Trump exaggerated his personal wealth by a factor of about four, Deutsche reckoned, yet still it lent to him. In 2008, when a repayment to the bank of $40 million was due, he proceeded to invoke the force majeure clause in the contract, claiming the financial crash was a “tsunami” (a term used by Alan Greenspan), so amounted to an act of God, which meant Trump was not obliged to pay.
Nor did his shamelessness end there. He accused Deutsche of “predatory lending practices” and demanded it pay damages of $3 billion.
The bank was so angry it said in future he would not be allowed to attend its golf tournament, yet in due course a settlement was reached.
The investment banking arm of Deutsche vowed never again to do business with him, but in an act of self-parody, its private banking arm lent him the money he needed to repay Deutsche.
With the help of this messed up bank, Trump maintained his reputation as a successful businessman. Historians will need to work out whether Deutsche’s help was indispensable, but one can see already that it was highly significant.
One of the paradoxes of Trump the nationalist is that he was funded by foreigners.
The respectable rich of New York wanted nothing to do with him, nor did the educated classes, for they agreed with the testimony to Congress of his former lawyer Michael Cohen that Trump is a crook, a racist, a cheat and a con-man.
This disdain he feels acutely, but it has helped him to present himself to the wider American public as an outsider.
Indignation at Trump’s shamelessness averts recognition of his staying power, his nerve in a tight spot, his eye for other people’s weaknesses and his ability to pretend as his position crumbles that everything is going swimmingly.
He talked Deutsche round because it wanted so much to believe his hype, his pretence of being a profitable customer, and later on he talked millions of Americans round because they too wanted so much to believe his hype, his pretence that he could Make America Great Again.
This is something which a prim and proper institution like The New York Times cannot grasp. Moral indignation precludes comprehension of the huckster’s resourcefulness.
When Trump won the presidency, Deutsche found itself in an alarming position.

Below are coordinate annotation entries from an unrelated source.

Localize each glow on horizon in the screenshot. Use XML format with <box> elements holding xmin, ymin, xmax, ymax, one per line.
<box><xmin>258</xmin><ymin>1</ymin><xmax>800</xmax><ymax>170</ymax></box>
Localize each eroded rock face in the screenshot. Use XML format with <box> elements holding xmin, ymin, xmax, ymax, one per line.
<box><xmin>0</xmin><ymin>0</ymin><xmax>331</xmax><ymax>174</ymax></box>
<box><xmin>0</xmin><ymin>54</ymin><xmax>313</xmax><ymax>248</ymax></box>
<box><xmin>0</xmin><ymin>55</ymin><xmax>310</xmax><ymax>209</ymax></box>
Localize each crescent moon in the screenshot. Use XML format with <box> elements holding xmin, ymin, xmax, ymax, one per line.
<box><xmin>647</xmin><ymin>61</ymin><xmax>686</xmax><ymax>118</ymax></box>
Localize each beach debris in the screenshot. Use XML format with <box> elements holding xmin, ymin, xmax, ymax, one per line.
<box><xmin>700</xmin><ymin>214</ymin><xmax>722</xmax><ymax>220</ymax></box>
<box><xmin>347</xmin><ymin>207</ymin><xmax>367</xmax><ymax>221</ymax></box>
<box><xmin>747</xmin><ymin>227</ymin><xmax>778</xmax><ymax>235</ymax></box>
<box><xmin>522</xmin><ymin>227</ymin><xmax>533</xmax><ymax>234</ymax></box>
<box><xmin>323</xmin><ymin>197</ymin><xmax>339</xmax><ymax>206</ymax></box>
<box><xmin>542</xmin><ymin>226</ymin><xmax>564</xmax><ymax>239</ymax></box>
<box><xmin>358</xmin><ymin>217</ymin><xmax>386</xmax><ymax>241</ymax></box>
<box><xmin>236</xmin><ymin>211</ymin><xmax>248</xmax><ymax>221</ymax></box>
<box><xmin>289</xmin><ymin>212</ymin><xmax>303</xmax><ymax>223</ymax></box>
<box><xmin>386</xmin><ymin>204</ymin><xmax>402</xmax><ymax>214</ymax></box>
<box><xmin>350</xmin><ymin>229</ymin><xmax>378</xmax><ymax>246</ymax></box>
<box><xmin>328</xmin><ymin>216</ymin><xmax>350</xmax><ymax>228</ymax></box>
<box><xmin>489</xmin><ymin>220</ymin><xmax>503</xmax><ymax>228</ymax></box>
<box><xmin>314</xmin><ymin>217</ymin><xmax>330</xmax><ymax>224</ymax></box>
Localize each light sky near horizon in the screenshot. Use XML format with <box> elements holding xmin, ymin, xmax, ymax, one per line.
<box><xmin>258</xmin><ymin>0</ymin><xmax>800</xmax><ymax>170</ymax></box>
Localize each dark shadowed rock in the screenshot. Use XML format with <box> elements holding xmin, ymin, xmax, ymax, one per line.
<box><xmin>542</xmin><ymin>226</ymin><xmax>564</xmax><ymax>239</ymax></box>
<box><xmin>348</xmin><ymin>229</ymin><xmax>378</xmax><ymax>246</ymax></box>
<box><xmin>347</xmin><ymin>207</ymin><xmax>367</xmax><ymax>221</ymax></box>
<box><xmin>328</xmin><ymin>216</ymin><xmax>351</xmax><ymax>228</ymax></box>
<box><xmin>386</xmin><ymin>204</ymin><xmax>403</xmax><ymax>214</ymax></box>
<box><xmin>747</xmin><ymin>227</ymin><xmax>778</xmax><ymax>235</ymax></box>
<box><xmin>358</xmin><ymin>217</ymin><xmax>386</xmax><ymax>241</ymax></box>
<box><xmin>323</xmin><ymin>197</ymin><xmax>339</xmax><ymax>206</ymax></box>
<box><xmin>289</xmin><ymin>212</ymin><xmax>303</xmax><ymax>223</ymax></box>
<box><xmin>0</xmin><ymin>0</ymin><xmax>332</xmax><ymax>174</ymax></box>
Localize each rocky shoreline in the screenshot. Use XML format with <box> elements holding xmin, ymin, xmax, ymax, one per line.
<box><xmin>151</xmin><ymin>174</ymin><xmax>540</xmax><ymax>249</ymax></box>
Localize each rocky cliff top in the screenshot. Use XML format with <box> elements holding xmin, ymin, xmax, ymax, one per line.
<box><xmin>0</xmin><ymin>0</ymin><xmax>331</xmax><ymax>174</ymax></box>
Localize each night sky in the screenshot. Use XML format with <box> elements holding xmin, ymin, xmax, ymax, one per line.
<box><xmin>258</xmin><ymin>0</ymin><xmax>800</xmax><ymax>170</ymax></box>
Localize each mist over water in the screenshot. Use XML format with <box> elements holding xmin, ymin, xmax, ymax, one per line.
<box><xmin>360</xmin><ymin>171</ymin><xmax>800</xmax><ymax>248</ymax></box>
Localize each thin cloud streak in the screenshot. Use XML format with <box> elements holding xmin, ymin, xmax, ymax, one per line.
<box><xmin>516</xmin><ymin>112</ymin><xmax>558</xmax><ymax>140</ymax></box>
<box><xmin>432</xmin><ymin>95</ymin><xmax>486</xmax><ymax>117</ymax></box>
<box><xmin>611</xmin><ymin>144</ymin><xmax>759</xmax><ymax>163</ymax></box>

He still owed the bank a lot of money, and if he refused to pay, it would face “the ugly choice between seizing the President’s personal assets or not enforcing the loan terms and, in effect, dispensing a very lucrative gift to the American president”.
This book is full of admirable research, muddled up with irrelevant characters and excursions. We journalists get over-excited by whatever is new, regardless of whether it sheds much light on what is actually happening.
Perhaps the attempt to start the book as if it were a novel carries an implicit recognition that journalism is not enough. To comprehend a character like Trump, and see how he gets people to do his bidding, the gifts of a novelist are required.
To Enrich’s credit, he does in Chapter One relate a scandal from the 1880s and 1890s, when the fledgling Deutsche Bank got badly burned after it was persuaded by Henry Villard, a German-born American financier, to invest in American railroad stocks.
Trump is not as new as his critics are inclined to suppose. He has much in common with the robber barons of the late 19th and early 20th centuries whom Theodore Roosevelt made such a good thing out of opposing.
The history of the United States is not just a tale of virtue rewarded. It includes figures like Andrew Jackson, Andrew Johnson, Warren G. Harding and Donald Trump.